• Author: Prabhu Swaminathan
  • Paperback: 184 pages
  • Publisher: Notion Press; 1 edition (7 November 2014)
  • Language: English

We are a nation of misfits where engineering is the most hyped career option. Right? Just the last week I started reading this book and I didn’t realize when the time passed by. I was so much into the book that within two sittings, I was done with it. I presumed it to be a fictional work while it turned out to be another valuable chapter of my #nonfiction2020 challenge.

Wasted in Engineering by Prabhu Swaminathan is an interesting commentary on the education system of India with a focus on engineering. Through his personal experiences and thoughts, the author guides us in the maze of education in India. In our country, students are divided into categories on the basis of their marks, career options for them are chose basis their 10th grade performance. It is amusing to note that how a student not great at writing exams in India is kept away from his/ her desirable subject stream. On the other hand, if a student manages to score well, he is mindlessly pushed towards taking up science. Basically, only two career options seem to be respectable in society — engineering and medicine. There exists a brutal caste system in terms of subjects and arts and commerce is mostly frowned upon.

In this book, the author makes an honest attempt in literally opening our eyes to why we go ahead with studying engineering and how can we possibly bring ourselves out of the rut. The book comprises small distinct chapters to address several aspects of engineering education. The narrative does talk about the flaws in engineering education which is more about morals and internals rather than practical skills. Then the book goes on to explain how can one still rectify this blunder of studying and take stand for pursuing higher education in the desired stream.

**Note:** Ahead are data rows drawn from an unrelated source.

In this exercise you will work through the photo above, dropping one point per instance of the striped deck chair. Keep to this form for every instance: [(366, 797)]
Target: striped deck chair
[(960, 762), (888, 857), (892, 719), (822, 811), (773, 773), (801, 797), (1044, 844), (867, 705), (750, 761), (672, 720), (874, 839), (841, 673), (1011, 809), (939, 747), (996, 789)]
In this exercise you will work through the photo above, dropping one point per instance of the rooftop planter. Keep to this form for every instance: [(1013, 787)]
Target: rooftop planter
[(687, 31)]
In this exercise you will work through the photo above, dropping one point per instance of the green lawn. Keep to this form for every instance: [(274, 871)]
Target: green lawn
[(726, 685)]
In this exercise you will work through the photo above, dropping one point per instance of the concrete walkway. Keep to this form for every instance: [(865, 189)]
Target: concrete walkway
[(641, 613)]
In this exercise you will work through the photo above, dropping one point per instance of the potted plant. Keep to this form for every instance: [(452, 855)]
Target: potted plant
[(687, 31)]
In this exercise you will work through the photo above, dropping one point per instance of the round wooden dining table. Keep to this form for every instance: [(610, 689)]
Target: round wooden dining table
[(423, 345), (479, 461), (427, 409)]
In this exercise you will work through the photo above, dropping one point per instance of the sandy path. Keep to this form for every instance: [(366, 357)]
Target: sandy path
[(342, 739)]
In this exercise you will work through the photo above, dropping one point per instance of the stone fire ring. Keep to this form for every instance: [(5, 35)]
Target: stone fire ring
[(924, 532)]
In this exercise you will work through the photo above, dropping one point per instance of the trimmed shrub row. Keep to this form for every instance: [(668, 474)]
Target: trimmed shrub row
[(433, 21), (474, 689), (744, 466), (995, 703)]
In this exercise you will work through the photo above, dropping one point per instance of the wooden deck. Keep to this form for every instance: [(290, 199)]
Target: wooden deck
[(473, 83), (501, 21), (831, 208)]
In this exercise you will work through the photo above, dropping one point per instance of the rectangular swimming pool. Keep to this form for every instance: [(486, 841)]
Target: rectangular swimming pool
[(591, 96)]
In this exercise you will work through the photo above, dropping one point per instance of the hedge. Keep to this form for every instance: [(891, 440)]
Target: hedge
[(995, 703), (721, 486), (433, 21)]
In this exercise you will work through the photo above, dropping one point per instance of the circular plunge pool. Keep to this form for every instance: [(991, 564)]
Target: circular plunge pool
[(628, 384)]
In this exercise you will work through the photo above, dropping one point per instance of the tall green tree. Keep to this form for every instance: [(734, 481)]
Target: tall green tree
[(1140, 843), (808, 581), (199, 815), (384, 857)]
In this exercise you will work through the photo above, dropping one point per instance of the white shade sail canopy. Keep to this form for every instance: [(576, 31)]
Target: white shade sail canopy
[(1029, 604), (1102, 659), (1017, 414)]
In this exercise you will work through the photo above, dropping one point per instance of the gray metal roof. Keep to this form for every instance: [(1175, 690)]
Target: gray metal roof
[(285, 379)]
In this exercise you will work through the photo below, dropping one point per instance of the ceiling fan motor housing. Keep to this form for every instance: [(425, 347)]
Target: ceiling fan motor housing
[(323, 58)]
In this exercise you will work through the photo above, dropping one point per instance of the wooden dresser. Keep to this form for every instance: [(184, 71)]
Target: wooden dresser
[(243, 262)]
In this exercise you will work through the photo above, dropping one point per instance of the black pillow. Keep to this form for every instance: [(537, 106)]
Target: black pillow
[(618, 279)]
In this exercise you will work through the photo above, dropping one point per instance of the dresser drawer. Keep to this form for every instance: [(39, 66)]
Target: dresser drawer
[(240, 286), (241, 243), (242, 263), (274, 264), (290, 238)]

The book also throws light on how and why one should utilize the time in hand to figure out what they’re truly passionate about. Towards the book, the author has few words for our parents and the society, in general, to realize that engineering is not the end of the world and that doing what you love is the key to success. With simple writing and facts worth pondering over, the book will definitely be relatable for each student of India, especially for the engineers.

I appreciate the author’s effort in bringing out a crucial topic and discussing it well. This unveils the conventional and utterly stupid scenario of education in India.